TALLINN - Members of Estonia's Parliament consider it fully justified for them to sit on supervisory councils of state-owned companies, a survey of legislators conducted by the daily Postimees showed.
The survey followed a report in which the legal chancellor, Allar Joks, said that the Constitution did not permit MPs to sit on state-owned companies' supervisory boards and therefore had to leave them. He said MPs sitting on state-owned companies' boards was in violation of the principle of separation of powers.
"Economic policy of the state is being implemented via state-owned companies, which, however, is a duty of the executive power," the legal chancellor told the paper. "If members of Parliament simultaneously sit on supervisory boards as representatives of executive power it is impossible to exercise parliamentary control, because in certain conditions they should control their own activity."
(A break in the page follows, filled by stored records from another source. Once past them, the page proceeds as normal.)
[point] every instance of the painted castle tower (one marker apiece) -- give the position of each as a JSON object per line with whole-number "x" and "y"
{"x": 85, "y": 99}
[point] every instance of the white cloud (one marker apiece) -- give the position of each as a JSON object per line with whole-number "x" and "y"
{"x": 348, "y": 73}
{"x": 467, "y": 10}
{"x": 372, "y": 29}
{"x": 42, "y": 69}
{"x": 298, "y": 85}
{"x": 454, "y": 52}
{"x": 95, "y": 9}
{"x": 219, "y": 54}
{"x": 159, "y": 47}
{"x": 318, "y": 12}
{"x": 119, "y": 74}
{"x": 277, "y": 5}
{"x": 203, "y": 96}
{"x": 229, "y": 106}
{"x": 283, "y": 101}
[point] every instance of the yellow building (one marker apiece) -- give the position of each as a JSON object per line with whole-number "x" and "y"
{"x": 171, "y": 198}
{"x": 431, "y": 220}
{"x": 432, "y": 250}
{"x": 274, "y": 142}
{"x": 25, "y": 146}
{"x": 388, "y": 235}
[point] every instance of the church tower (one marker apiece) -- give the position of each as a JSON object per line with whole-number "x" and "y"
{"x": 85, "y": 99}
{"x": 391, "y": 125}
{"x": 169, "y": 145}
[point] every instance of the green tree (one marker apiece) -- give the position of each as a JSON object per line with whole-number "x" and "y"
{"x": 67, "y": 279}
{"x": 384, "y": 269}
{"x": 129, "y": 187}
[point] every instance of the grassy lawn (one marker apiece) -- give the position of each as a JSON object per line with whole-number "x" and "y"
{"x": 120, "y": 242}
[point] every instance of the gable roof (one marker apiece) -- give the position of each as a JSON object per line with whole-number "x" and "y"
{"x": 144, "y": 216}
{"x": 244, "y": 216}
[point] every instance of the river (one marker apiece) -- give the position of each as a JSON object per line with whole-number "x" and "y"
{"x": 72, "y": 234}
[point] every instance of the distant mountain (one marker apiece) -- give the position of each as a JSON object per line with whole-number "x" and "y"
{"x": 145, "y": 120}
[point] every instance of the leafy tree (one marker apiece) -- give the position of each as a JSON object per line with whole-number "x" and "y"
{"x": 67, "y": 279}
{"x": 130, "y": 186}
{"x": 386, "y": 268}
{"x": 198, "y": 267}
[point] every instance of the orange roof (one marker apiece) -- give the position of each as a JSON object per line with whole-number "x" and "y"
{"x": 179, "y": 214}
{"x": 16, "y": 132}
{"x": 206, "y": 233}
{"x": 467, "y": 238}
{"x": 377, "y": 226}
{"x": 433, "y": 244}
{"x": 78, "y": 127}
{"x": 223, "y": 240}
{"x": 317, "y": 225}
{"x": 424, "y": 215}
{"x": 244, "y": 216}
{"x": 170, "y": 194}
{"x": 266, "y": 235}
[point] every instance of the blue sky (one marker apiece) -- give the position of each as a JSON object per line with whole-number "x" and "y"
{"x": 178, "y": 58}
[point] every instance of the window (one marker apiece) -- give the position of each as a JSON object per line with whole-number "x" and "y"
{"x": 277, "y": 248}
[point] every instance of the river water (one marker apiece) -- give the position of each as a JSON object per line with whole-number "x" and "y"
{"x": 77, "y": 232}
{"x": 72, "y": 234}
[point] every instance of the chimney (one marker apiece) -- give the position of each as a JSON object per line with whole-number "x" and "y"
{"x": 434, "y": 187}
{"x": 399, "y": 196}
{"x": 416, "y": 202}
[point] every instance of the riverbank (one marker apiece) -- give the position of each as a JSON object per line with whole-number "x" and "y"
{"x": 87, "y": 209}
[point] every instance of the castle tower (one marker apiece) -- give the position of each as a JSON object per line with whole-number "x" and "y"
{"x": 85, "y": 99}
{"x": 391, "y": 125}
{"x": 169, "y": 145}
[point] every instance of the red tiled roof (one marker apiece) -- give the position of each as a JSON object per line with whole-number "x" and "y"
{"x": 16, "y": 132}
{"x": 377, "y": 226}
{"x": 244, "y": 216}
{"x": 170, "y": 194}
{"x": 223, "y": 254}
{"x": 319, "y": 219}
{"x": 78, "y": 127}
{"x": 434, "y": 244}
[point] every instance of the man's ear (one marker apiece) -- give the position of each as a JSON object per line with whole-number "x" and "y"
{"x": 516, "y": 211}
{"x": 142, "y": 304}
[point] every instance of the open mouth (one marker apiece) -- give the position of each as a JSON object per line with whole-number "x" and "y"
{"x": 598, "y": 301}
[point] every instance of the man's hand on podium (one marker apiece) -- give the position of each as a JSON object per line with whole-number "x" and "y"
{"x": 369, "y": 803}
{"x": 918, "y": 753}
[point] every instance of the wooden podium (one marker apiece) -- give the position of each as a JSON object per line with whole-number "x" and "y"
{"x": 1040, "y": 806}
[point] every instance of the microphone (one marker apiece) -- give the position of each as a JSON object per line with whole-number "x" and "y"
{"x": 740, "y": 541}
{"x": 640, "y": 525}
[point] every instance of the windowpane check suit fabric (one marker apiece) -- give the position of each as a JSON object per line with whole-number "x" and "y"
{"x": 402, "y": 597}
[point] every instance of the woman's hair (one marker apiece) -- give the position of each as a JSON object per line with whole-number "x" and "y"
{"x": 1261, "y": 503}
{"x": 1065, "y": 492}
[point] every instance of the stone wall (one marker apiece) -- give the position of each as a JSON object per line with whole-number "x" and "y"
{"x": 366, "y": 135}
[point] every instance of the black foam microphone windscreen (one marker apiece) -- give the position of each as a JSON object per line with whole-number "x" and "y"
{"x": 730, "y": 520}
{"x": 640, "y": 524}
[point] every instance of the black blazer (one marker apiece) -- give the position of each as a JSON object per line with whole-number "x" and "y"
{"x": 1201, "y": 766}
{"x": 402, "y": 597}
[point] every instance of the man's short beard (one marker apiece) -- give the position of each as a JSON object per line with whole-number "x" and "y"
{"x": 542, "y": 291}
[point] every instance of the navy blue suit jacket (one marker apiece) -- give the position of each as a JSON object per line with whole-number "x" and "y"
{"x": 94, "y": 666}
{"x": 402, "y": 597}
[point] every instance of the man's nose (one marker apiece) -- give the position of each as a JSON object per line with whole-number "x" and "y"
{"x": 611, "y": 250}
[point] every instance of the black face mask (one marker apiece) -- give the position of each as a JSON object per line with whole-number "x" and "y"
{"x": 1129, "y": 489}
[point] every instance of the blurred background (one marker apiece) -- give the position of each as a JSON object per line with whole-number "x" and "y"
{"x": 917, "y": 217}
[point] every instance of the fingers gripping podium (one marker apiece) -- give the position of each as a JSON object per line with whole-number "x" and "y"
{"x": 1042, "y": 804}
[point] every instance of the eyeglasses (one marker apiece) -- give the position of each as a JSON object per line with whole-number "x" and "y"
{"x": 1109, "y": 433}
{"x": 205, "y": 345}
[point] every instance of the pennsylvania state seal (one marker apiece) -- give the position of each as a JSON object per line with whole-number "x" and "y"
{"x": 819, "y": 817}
Mart Rask, a member of the councils of Eesti Energia and Riigi Kinnisvarad (State Real Estate), said that the whole discussion of MPs' right to sit on councils of state-owned companies would be reduced to a dispute pay. "If you think I only have to attend Eesti Energia council meetings once a month and there's nothing for me to do, you're deeply mistaken," he said.
Janno Reiljan, an MP and member of Eesti Energia's council, said, "It seems to me that the legal chancellor is pursuing something other than protection of constitutionality."
Indrek Raudne, a member of Tallinna Sadam's (Port of Tallinn's) council, said that the legal chancellor's talk about a separation of powers and conflict of interests was absurd.
"The problem requires serious analysis," Prime Minister Juhan Parts said.